Dental panoramic X-ray images contain complete information about the teeth and jaws, from which complete and precise segmentation of tooth morphology information is an important prerequisite for intelligently assisted treatment. The segmentation method based on deep learning currently dominates the field and undergoes extensive research and enhancement. Since the pioneering work of U-Net created a buzz in the field of image segmentation, more accurate and efficient U-Net-based image segmentation methods have been explored from multilayer perceptual machines (MLPs), convolutional neural networks, and attention mechanisms, followed by the emergence of excellent schemes such as UNet++, Attention U-Net, GT U-Net, and UNeXt. Existing methods face the following challenges when segmenting dental panoramic X-ray images: firstly, the characteristics of dental panoramic X-ray images themselves, such as the boundary contours of the teeth are difficult to distinguish obviously, and the pixel values of the teeth are close to the surrounding area, resulting in a lower overall contrast; secondly, the network structure of these algorithms has insufficient ability to extract the target objects of small and large sizes, and the receptive field information in the network model is partially lost during feature propagation, resulting in the edges of the tooth segmentation having a more obvious jagged appearance.

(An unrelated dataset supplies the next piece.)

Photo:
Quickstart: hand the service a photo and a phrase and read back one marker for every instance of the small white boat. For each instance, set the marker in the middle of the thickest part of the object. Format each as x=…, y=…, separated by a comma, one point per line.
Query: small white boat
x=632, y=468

Based on the above analysis, to better adapt and learn dental panoramic X-ray image data, this article proposes a dental panoramic X-ray image segmentation method based on multi-feature coordinate position learning. To ensure that the algorithm can extract detail features and regional features, we design a residual omni-dimensional convolution module, which constructs the main feature extraction branch and the auxiliary feature complementary branch, and effectively learns both large-size regional feature information and small-size detailed feature information. In addition, to alleviate the differences between the feature encoding network and the feature decoding network and at the same time to obtain more accurate tooth region location and tooth contour information, we designed a two-stream coordinate attention module, and this module adds a new maximum pooling processing stream based on the average pooling processing stream, which accurately locates the location of the tooth target region, and at the same time, learns the positional feature information of the tooth edge contour very well.
Literature review
In recent years, tooth segmentation tasks on panoramic X-ray images have attracted increasing attention, and tooth segmentation tasks can be used to solve difficult dental problems. Teeth segmentation methods can be broadly categorized into two research lines: traditional methods based on original image features and deep learning-based methods driven by deep image features.

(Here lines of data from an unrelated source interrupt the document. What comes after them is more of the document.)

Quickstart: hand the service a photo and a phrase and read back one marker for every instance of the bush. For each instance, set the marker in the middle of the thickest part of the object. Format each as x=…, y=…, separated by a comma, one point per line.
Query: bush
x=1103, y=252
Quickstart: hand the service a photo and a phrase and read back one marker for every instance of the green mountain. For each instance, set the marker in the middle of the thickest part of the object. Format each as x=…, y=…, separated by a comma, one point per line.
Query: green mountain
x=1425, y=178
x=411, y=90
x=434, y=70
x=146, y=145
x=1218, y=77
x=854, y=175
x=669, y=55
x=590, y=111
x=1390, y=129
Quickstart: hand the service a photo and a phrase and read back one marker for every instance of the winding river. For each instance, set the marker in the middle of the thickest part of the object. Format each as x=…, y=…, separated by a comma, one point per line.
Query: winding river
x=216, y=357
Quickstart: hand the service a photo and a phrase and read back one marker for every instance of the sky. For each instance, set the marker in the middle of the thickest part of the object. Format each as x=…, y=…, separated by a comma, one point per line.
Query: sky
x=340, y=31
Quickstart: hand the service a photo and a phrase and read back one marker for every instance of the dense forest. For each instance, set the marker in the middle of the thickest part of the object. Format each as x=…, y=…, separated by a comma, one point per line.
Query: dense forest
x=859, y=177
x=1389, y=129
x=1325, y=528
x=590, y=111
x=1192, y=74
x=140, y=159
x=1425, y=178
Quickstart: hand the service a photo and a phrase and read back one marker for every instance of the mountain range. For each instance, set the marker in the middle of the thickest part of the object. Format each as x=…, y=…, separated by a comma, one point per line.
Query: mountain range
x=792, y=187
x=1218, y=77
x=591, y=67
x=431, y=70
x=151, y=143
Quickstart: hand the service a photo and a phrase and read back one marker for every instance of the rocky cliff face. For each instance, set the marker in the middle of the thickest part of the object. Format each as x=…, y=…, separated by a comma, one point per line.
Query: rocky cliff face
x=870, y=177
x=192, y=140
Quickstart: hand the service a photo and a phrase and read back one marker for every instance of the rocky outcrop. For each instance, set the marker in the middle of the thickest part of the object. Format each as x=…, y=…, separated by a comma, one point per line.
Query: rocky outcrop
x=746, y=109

Traditional segmentation methods use digital image processing techniques to perform tooth segmentation according to the characteristics (e.g. shape, gray value, etc.) inherent in the dental panoramic radiograph. Commonly used traditional segmentation methods include watershed-based segmentation algorithms,4,5 threshold-based segmentation algorithms,6–8 clustering-based segmentation algorithms,9,10 boundary-based segmentation algorithms,11,12 and region-based segmentation algorithms. 13 Watershed-based segmentation algorithm simulates the topographic water flow and fills the local minima to divide the image. The segmentation results of this algorithm are very much related to the number of gray levels and the selection of the threshold value, and the computation is large and prone to over-segmentation. Threshold-based segmentation algorithm separates the background from the target by analyzing the gray level change of the image and setting the threshold value, which is suitable for images with large gray level difference, but has more limitations in the case of small gray level difference. Clustering-based segmentation algorithm divides the pixels in the image into clusters based on certain rules, so that the pixels in the same cluster have similar features and the pixels between different clusters have different features, and finally completes the image segmentation. However, this method is sensitive to noise and is not effective in complex backgrounds, and the stability of the algorithm is also affected by the choice of initial values. Boundary-based segmentation algorithm aims to find the boundary of the image, the pixel at the boundary and the surrounding pixels of the gray value of the difference is very obvious, the boundary pixels will be found in a line to form the boundary of the object contour, to complete the image segmentation. The region growing method is a commonly used region-based segmentation algorithm, which gradually merges the surrounding regions to complete the segmentation by setting rules and initial pixels. However, this method is sensitive to noise, depends on the initial seed selection, and is easily affected by the image quality. In summary, early conventional methods have too many limitations. Therefore, automated methods are important to promote the efficiency and accuracy of tooth segmentation.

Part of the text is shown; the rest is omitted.